View Single Post
Old 11-07-12, 04:16 PM
  #1  
NeilGunton
Crazyguyonabike
 
Join Date: Nov 2003
Location: Lebanon, OR
Posts: 697

Bikes: Co-Motion Divide

Mentioned: 1 Post(s)
Tagged: 0 Thread(s)
Quoted: 35 Post(s)
Likes: 0
Liked 3 Times in 2 Posts
crazyguyonabike down for server move

Unfortunately I have had to take crazyguyonabike offline in order to move the box to a new datacenter. Short story is that there is a problem with one of the RAID drives, and I was not getting the remote help I needed from the people at the datacenter in Las Vegas where the machine has been colocated for several years. This, combined with a series of mysterious, sporadic and unexplained network outages have finally made me decide to bite the bullet and just move the thing to be closer to where we are living, so that I can work on it myself when I need to. So, I have found an ISP here in Corvallis OR (Peak Internet) which seems reasonable.
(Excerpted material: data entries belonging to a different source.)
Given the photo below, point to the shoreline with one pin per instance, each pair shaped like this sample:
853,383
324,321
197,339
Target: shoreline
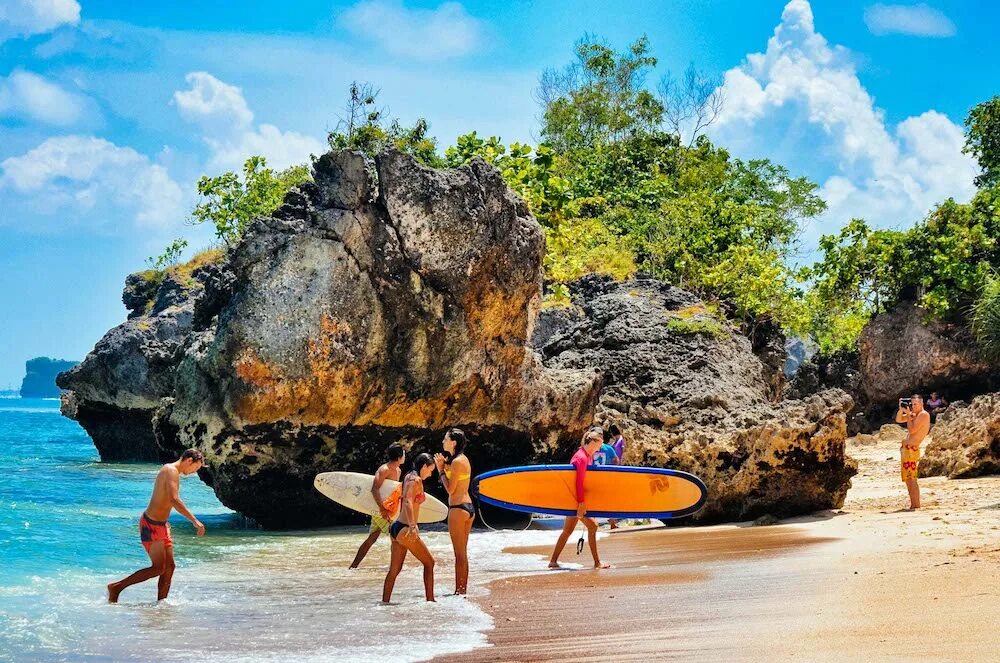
870,581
The big downer to all this is that I need to take the server completely down for a few days while it is shipped to me. I just took it down today, and the current datacenter people should be in the process of figuring out shipping, boxing up etc. I hope the machine will be with me sometime early next week, assuming we are able to do 2-day shipping without it being completely extortionate. I will then replace the failed hard drive, and install the server in the new datacenter. We are approaching capacity on the current set of hard drives, so I will need to buy new drives (8 of them, yikes) eventually, but I've decided to try to leave that until a bit later. For now I will focus on just getting the server to the new colo, fixing the drive, rebuilding the replacement, and getting things back online again asap. Then I will do the system rebuild with all new drives sometime down the line, when I am able to give users of the site more notice and everything can be planned.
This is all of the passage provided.